1. Field of the Invention
The present invention generally relates to a method and apparatus for tracking memory dependencies, and more particularly to a method and apparatus for efficient disambiguation for multiprocessor architectures.
2. Description of the Related Art
Thread-level speculation (TLS) was initially proposed to enable the exploitation of parallelism in applications that are hard to parallelize. In environments that support TLS, the compiler parallelizes code aggressively even when it can not prove data independence. The hardware runs the code in parallel while keeping track of data dependencies dynamically. When there is a data dependence violation, the offending thread is restarted and execution proceeds correctly.
Keeping track of memory dependencies among the speculative threads and the main thread requires information about the memory accesses performed by the various threads. Conventionally, memory accesses are usually kept by either having a table that enumerates all addresses accessed by the threads, or by extending the cache tags.
All conventional mechanisms maintain the exact set of memory data dependencies between threads. There are at least two drawbacks with these conventional approaches. First, the amount of data to be kept up-to-date is relatively large, and second, the extra actions required for tracking dependencies have a negative effect on performance. When tables are used, there are limited hardware resources that can be allocated to tables and it is therefore necessary to take additional actions when the tables get full. In the case of using the cache, lines need to be locked, and therefore affect performance. These factors make the conventional schemes hard to scale.
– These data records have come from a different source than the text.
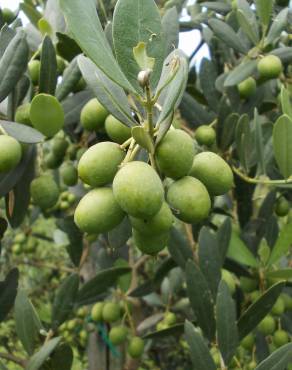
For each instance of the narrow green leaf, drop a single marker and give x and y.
(278, 360)
(8, 291)
(259, 310)
(170, 27)
(13, 64)
(209, 259)
(264, 10)
(227, 333)
(239, 252)
(286, 102)
(143, 23)
(259, 142)
(37, 360)
(48, 71)
(22, 133)
(71, 76)
(278, 25)
(64, 300)
(27, 322)
(199, 351)
(240, 73)
(200, 298)
(226, 34)
(143, 138)
(179, 248)
(98, 285)
(282, 245)
(107, 92)
(90, 37)
(282, 144)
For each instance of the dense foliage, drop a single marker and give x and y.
(145, 196)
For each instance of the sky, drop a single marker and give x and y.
(188, 40)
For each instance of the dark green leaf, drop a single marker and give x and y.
(278, 25)
(64, 300)
(264, 10)
(282, 245)
(22, 133)
(27, 322)
(8, 291)
(91, 38)
(179, 248)
(75, 237)
(278, 360)
(209, 259)
(223, 238)
(143, 25)
(240, 73)
(227, 333)
(282, 144)
(70, 78)
(13, 64)
(119, 236)
(48, 71)
(199, 351)
(258, 310)
(200, 298)
(18, 199)
(37, 360)
(104, 280)
(107, 92)
(226, 34)
(170, 27)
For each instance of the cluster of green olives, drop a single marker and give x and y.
(179, 184)
(269, 67)
(23, 243)
(111, 313)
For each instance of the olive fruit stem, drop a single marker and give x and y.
(252, 180)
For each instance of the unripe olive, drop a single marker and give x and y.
(98, 212)
(116, 130)
(247, 284)
(22, 114)
(282, 207)
(138, 189)
(248, 342)
(93, 115)
(159, 223)
(205, 135)
(96, 311)
(150, 244)
(118, 335)
(174, 154)
(136, 347)
(44, 191)
(46, 114)
(8, 15)
(170, 318)
(99, 164)
(267, 326)
(279, 307)
(10, 153)
(247, 88)
(59, 147)
(111, 312)
(270, 67)
(213, 172)
(189, 199)
(34, 67)
(229, 280)
(69, 174)
(280, 338)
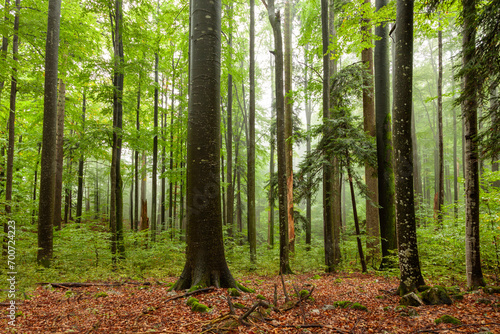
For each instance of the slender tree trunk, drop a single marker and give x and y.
(48, 167)
(5, 41)
(96, 194)
(171, 161)
(356, 219)
(116, 194)
(136, 167)
(272, 139)
(495, 121)
(335, 171)
(144, 223)
(229, 150)
(469, 111)
(59, 154)
(409, 264)
(328, 190)
(416, 166)
(252, 228)
(274, 19)
(372, 221)
(440, 128)
(79, 199)
(288, 120)
(68, 186)
(163, 156)
(308, 112)
(11, 127)
(154, 177)
(386, 192)
(35, 183)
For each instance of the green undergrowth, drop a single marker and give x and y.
(82, 253)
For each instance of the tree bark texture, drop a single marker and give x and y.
(11, 127)
(440, 129)
(372, 221)
(48, 167)
(252, 228)
(116, 193)
(287, 27)
(328, 182)
(469, 112)
(409, 264)
(274, 19)
(59, 154)
(79, 196)
(205, 259)
(385, 171)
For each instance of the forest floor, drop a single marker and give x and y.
(148, 307)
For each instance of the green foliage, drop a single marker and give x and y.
(191, 301)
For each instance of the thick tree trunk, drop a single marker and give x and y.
(409, 264)
(252, 228)
(48, 167)
(386, 192)
(469, 110)
(372, 221)
(59, 154)
(205, 259)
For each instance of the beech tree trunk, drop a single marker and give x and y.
(440, 129)
(308, 112)
(79, 197)
(205, 259)
(274, 19)
(59, 154)
(328, 182)
(287, 27)
(252, 228)
(372, 222)
(469, 112)
(11, 127)
(385, 171)
(48, 167)
(409, 264)
(154, 177)
(116, 193)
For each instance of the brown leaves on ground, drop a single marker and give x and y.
(131, 308)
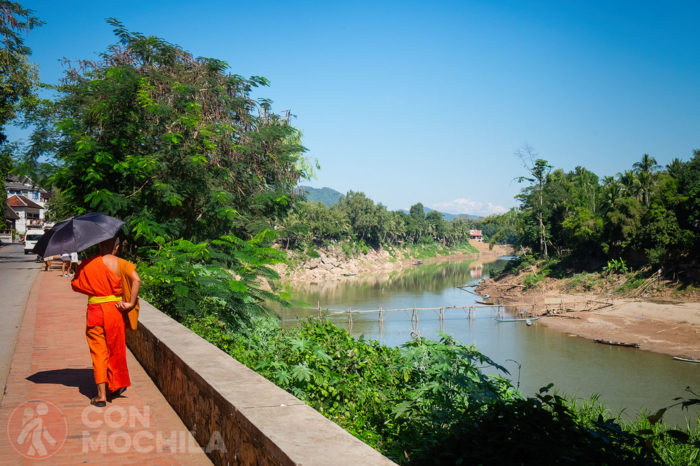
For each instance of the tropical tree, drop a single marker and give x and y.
(173, 144)
(18, 77)
(532, 197)
(645, 169)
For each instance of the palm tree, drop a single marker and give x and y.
(645, 174)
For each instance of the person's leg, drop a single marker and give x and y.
(100, 359)
(114, 328)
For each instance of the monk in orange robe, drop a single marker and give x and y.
(107, 280)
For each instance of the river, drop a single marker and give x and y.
(625, 379)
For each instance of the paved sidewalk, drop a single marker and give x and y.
(45, 415)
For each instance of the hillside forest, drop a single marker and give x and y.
(204, 174)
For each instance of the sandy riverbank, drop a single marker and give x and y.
(663, 325)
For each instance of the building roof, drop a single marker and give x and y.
(13, 182)
(10, 214)
(21, 201)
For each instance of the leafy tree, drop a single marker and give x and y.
(645, 173)
(368, 221)
(532, 197)
(171, 143)
(18, 77)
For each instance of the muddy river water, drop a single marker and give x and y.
(625, 378)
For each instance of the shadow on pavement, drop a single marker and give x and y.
(80, 378)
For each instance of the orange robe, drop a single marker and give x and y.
(105, 323)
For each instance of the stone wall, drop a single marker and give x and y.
(239, 415)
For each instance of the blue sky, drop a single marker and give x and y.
(429, 101)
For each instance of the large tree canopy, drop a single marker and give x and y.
(169, 142)
(645, 215)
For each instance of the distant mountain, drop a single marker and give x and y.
(329, 197)
(449, 217)
(326, 196)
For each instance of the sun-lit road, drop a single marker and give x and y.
(17, 273)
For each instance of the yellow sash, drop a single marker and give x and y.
(103, 299)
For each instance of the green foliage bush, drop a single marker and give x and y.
(427, 402)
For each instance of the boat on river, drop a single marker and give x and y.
(686, 360)
(528, 319)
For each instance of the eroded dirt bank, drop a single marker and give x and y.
(663, 323)
(333, 265)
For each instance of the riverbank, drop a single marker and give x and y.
(334, 265)
(664, 323)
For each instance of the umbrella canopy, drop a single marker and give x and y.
(77, 233)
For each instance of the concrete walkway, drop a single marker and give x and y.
(17, 273)
(45, 414)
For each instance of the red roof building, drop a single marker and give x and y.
(476, 235)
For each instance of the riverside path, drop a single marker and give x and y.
(45, 412)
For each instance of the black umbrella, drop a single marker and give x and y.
(77, 233)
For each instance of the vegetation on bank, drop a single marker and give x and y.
(647, 217)
(203, 173)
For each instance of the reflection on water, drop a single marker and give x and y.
(625, 378)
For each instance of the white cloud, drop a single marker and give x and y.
(467, 206)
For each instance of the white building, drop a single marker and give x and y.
(24, 208)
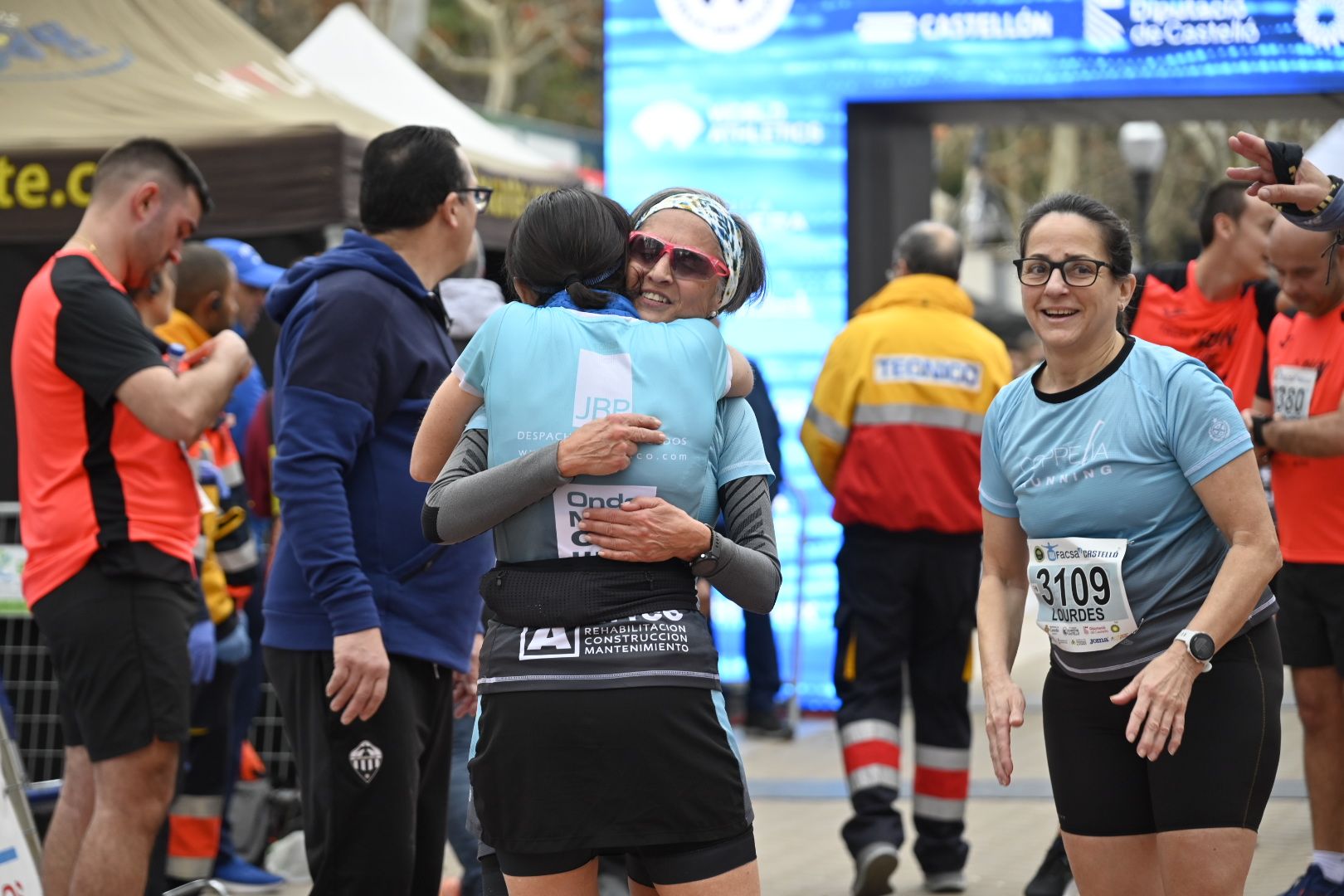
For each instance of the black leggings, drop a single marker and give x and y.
(1222, 774)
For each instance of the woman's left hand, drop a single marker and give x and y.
(1160, 694)
(645, 531)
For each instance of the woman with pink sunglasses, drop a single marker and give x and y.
(644, 752)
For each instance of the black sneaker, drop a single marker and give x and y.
(1054, 874)
(767, 723)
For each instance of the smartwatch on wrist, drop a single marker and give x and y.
(707, 563)
(1200, 646)
(1259, 422)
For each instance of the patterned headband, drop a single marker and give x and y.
(721, 222)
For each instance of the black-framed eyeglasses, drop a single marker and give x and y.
(1077, 271)
(480, 195)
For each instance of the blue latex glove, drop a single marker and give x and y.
(210, 475)
(201, 645)
(236, 645)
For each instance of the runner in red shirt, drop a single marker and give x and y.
(1305, 436)
(1218, 306)
(110, 509)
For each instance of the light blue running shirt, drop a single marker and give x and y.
(735, 453)
(544, 373)
(1118, 457)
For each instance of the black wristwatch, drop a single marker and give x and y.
(707, 563)
(1199, 645)
(1259, 422)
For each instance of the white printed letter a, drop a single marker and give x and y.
(557, 638)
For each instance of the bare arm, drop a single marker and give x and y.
(182, 406)
(449, 412)
(1235, 501)
(999, 611)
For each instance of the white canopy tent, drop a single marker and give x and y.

Using hashing functions to track memory addresses has been proposed and used in the past for filtering messages in a cache coherence network. These techniques use a Bloom filter to encode a super-set of the lines present in the local cache. Before an external cache request accesses the local cache structure, the hash is checked, and if the address is present in the hash super-set, then it may be present in the cache and the actual local cache lookup happens.
A data dependence detector using a hashing scheme has been used conventionally. The output of the hashing function proposed is a single entry number that addresses a single bit vector—the actual hash value. The dependence checking is done at every memory instruction, which is expensive. In addition, this conventional scheme has a potentially high false-positive ratio, since the address of all load instructions are added to the hash value, even if the load might not be an exposed data dependence. Therefore, it is desired to allow for dependence checking when the speculative task completes and also to reduce the number of false dependencies.
Similar hashing schemes were also proposed for memory disambiguation in out-of-order processors.
There has been a significant amount of work in memory disambiguation for superscalar processors. Most proposals focus on per-instruction single-thread disambiguation. There exists a need for an efficient technique for task-level (or thread-level) disambiguation for multiprocessor architectures.
Most conventional schemes are tightly integrated with the L1 cache of the processor, which is a very timing sensitive structure, and therefore these schemes tend to be very complex in order to maintain performance.
In view of the foregoing and other exemplary problems, drawbacks, and disadvantages of the conventional methods and structures, an exemplary feature of the present invention is to provide an efficient method and structure for task-level (or thread-level) disambiguation for multiprocessor architectures.
In a first aspect of the present invention, a system for tracking memory dependencies integrated with a processor, includes a speculative thread management unit, which uses a bit vector to record and encode addresses of memory access. The speculative thread management unit includes a hashing unit that partitions the addresses into a load hash set and a store hash set; a load hash set unit for storing the load hash set; a store hash set unit for storing the store hash set; and a data dependence checking unit that checks data dependence when a thread completes by comparing a load hash set of the thread to a store hash set of other threads, wherein in a case of speculative execution, the other threads include threads that are either all of a plurality of less speculative threads or a next speculative thread, and wherein in a case of parallel execution the other threads include all threads that are currently running with the thread. The comparing includes performing a bitwise logical AND between pairs of data subsets from the load hash set and the store hash set. The speculative thread management unit updates the load hash set and the store hash set.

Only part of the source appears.